>>29
You can't ``prove'' it. The scientific method can only speak of observations and facts. It can show what something isn't.
Quantum particle movements are statistically random.
Synapses? They may exhibit some random variation like any physical process, but they are not ``random'' (what would this even mean? synapses are formed by known biochemical processes and their function is understood, despite the fact that the system itself (brain, its regions, minicolumns) is a lot more complicated).
Now back to quantum particles, this depends on the physical realization of our 'laws of physics'. Do we have branching like in MWI where from a state you can get a large other number of states? In which case the observer will discern randomness by being aware of the "state" he is in (not possible for an observer except by interaction with the world). See my previous example for an explanation.
If you don't subscribe to MWI then there would be some underlying rule which explain why the particles are in the states that they are (a hidden variable theory), in which case there is no physical randomness, just pseudorandomness.

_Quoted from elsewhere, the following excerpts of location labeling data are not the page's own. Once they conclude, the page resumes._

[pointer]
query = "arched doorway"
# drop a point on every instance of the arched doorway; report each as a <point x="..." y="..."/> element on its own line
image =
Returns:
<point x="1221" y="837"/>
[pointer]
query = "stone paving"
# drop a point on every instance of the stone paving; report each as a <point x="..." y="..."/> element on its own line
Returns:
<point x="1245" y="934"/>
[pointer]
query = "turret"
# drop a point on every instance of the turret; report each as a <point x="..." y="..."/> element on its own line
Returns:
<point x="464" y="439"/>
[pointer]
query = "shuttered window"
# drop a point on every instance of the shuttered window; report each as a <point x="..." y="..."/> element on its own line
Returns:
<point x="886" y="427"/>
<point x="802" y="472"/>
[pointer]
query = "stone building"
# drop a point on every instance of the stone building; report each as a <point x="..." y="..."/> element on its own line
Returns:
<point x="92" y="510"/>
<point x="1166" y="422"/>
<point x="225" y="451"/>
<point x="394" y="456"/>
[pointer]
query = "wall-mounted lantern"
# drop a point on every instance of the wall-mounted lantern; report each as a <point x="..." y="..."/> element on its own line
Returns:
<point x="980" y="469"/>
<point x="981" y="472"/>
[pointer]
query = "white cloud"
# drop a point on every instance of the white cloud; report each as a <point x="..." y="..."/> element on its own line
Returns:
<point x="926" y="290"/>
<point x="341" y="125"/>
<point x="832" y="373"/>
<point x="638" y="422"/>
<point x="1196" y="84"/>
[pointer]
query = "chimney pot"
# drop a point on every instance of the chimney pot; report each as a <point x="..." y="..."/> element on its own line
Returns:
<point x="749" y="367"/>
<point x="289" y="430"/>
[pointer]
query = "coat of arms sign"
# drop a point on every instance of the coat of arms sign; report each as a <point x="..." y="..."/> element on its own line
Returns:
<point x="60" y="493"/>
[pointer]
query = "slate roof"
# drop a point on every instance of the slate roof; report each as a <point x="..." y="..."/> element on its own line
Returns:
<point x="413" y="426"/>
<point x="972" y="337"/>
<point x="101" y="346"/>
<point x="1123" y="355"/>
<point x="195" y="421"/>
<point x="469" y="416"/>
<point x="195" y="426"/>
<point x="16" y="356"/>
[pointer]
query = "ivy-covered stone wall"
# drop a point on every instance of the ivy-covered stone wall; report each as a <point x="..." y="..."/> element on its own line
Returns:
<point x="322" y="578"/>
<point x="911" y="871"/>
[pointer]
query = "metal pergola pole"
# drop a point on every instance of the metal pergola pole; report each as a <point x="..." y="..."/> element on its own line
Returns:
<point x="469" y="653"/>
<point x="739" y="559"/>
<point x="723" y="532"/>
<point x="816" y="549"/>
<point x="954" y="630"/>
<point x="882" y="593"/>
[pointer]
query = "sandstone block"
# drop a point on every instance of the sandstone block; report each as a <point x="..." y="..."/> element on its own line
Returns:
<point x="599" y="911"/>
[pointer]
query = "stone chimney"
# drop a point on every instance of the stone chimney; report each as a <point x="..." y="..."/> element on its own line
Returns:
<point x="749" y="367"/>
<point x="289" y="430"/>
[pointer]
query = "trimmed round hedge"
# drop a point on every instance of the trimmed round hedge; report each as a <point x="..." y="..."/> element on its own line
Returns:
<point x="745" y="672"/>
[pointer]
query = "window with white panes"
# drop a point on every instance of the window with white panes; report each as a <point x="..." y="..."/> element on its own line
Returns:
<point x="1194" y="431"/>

The question lies in wether we want to group pseudorandomness together with subjective randomness of perception of being in a particular universe. We may even consider our laws of physics of being such a random factor, "Why these particular laws? Why not other laws? Why not a cellular automaton? Why not some different physical constant? Why not a completly different mathematical structure (we know enough which are different enough)? It may be said that the answer to this question would be wether the structure could result in self-aware observers as ourselves contained within this structure and being aware of the structure and themselves, however with a bit of thought (and possibly one day experimental verification) one would realize that such structures are possible, thus our own shouldn't be the only structure capable of having self-aware substructures/observers.
Even in the case if MWI is false and the worst possible conclusion is true (no multiverse due to ours being the only consistent structure(why would this be the case baffles me)), there would be randomness in the conscious observers. The fact that you are conscious of a particular person with particular atributes is enough to qualify as random. Unless you believe that only you in the whole of existence is conscious and everybody else is a philosophical zombie (a full fledged solipsism) and nothing else exists outside of that, in which case, you could state genuine randomness doesn't exist, but how could you be so sure that your position is correct?
I wonder if any of this matters to us in any practical way. A good PRNG with a state hidden from the observers' eyes is as good for practical use as genuine randomness.